Which country is the world’s third-largest emitter of greenhouse gases, after the United States and China?
The answer, at least in some recent years, has been Indonesia. That’s surprising. It’s not the world’s third-largest economy. It’s not an industrial powerhouse. But Indonesia has been clearing its vast rain forests and burning through its peatlands of late, releasing huge stores of carbon into the air. One of the big culprits here has been the country’s fast-growing production of palm oil, an edible vegetable oil that’s increasingly being harvested to make biodiesel fuel for cars and trucks in Europe and elsewhere.
This isn’t just a bit of environmental trivia. Currently, there’s a fierce battle in the United States over whether the Environmental Protection Agency should allow more diesel made from palm oil to be used by U.S. refineries. Agribusiness groups are lobbying for its use. Environmentalists are trying to block it — with some saying this could be the EPA’s most important climate-change decision of the year.
Here’s the backstory: In 2007, Congress expanded a requirement for U.S. refineries to blend a certain amount of “renewable fuel” in with their gasoline. Ethanol or biofuels could count. They just had to be 20 percent cleaner than traditional fossil fuels. And, in January, the EPA released a preliminary analysis suggesting that biodiesel and renewable diesel made from palm oil didn’t quite make the cut, thanks in part to the deforestation effect. (Over the course of their lifecycle, the EPA found, palm-oil fuels emitted between 11 percent to 17 percent fewer greenhouse gases than regular gasoline.)
But the EPA hasn’t fully made up its mind yet. The agency is gathering comments on its analysis until Friday, April 27. And industry groups from Indonesia, Malaysia, and the United States have sharply criticized the agency’s analysis, with the American Palm Oil Council claiming that the EPA’s conclusion was “based on faulty data and erroneous assumptions.”
What do they mean? Robert Shapiro, a former Clinton administration economist who now does analysis for business groups, argued in his comment that it’s “highly speculative” to calculate how, exactly, the production of biofuels will drive deforestation. Efforts to figure out how biofuels indirectly affect land use — by, say, displacing cooking-oil production elsewhere — are still a relatively new area of science. If you remove this from the analysis, Shapiro argued, then palm-oil fuels look considerably cleaner and easily qualify as a renewable fuel. What’s more, he noted, palm-oil producers will likely increase their yields on existing lands in the future, which means they’ll cut down fewer forests.
Palm-oil skeptics aren’t buying it. In a conference call with reporters on Thursday, Jeremy Martin, a biofuels expert at the Union of Concerned Scientists, argued that the EPA’s analysis actually understimates the destructive impact of palm-oil production in Indonesia and Malaysia. His group’s comments to the EPA can be found here.

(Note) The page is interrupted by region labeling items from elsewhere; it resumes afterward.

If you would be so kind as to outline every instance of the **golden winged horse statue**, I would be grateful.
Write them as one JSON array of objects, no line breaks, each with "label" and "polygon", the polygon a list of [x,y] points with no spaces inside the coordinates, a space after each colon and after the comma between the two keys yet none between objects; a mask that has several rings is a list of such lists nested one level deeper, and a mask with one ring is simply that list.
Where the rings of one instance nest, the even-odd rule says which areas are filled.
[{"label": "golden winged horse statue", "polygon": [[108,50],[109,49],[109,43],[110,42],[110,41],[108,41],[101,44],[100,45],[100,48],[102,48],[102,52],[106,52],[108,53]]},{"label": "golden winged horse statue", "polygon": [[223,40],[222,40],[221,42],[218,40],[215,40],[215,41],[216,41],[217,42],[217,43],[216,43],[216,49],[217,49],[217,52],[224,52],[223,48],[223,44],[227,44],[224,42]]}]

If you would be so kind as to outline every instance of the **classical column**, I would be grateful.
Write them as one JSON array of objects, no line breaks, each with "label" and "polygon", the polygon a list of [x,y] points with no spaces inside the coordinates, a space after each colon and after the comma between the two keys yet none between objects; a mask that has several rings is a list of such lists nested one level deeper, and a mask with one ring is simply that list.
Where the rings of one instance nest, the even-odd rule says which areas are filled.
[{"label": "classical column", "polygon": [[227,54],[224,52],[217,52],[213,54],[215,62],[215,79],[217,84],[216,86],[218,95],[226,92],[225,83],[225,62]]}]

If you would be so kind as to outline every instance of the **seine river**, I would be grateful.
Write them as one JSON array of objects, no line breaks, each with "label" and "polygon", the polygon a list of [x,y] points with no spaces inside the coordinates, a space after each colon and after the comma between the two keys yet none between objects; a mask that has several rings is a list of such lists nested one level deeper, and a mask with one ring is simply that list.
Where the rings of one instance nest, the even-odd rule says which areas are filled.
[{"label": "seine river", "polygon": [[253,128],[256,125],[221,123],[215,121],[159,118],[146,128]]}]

For one thing, Martin explained, much of the forest area that’s being cleared for palm oil is peatland, whose soils store considerable amounts of methane, a potent greenhouse gas. The EPA assumed that only around 9 to 13 percent of future palm-oil production would occur on peatland, whereas a new study in the Proceedings of the National Academy of Sciences found the number was already above 50 percent. And, Martin said, the EPA was too optimistic about the ability of countries like Indonesia to enforce their forestry laws.
When all of these factors are taken into account, said Martin, “the emissions of palm oil based biofuels substantially exceed the emissions from conventional petroleum diesel.”
There’s a lot at stake in getting this right. Palm oil is a potentially lucrative industry for developing countries like Indonesia and Malaysia. But Indonesia’s peatlands also contain an enormous amount of carbon-dioxide. (To get a sense for the scale here, one particularly large peatland fire in Kalimantan in 1997 released more total greenhouse-gas emissions than the entire United States over that period.) And, according to the PNAS study, peatland emissions from palm-oil production are expected to surge in the years ahead. Palm-oil producers are also razing habitats for elephants, tigers, rhinos, and orangutans on various islands in Southeast Asia.
Some green activists have placed their hopes in sustainable palm-oil production to navigate these concerns — after all, poorer communities in Southeast Asia aren’t just going to agree to an outright ban. But, increasingly, attention has shifted toward wealthy countries that are artificially inflating palm-oil production with government mandates on biofuels.
The EPA decision will help determine whether the United States becomes a major buyer. But, for now, the biggest market for palm-oil based fuels is still the European Union, which has a law requiring 10 percent of all transportation fuel to come from renewable sources by 2020. The problem with this rule, said Chris Malins of the International Council on Clean Transportation, is that the European Union never considered the indirect deforestation effects from biofuels. The science on this only really emerged in 2008 or so, after the E.U. law was largely crafted.
“What Europe did was basically consistent with the best life-cycle emissions analyses of the past,” said Malins. “But,” he added, “Europe recognizes that there’s an issue here, and there’s an ongoing process to change that.”
Which means that the EPA’s decision here in the United States could very well influence how governments around the world think about palm oil. In a quiet year for climate policy, that could stand out as a major move.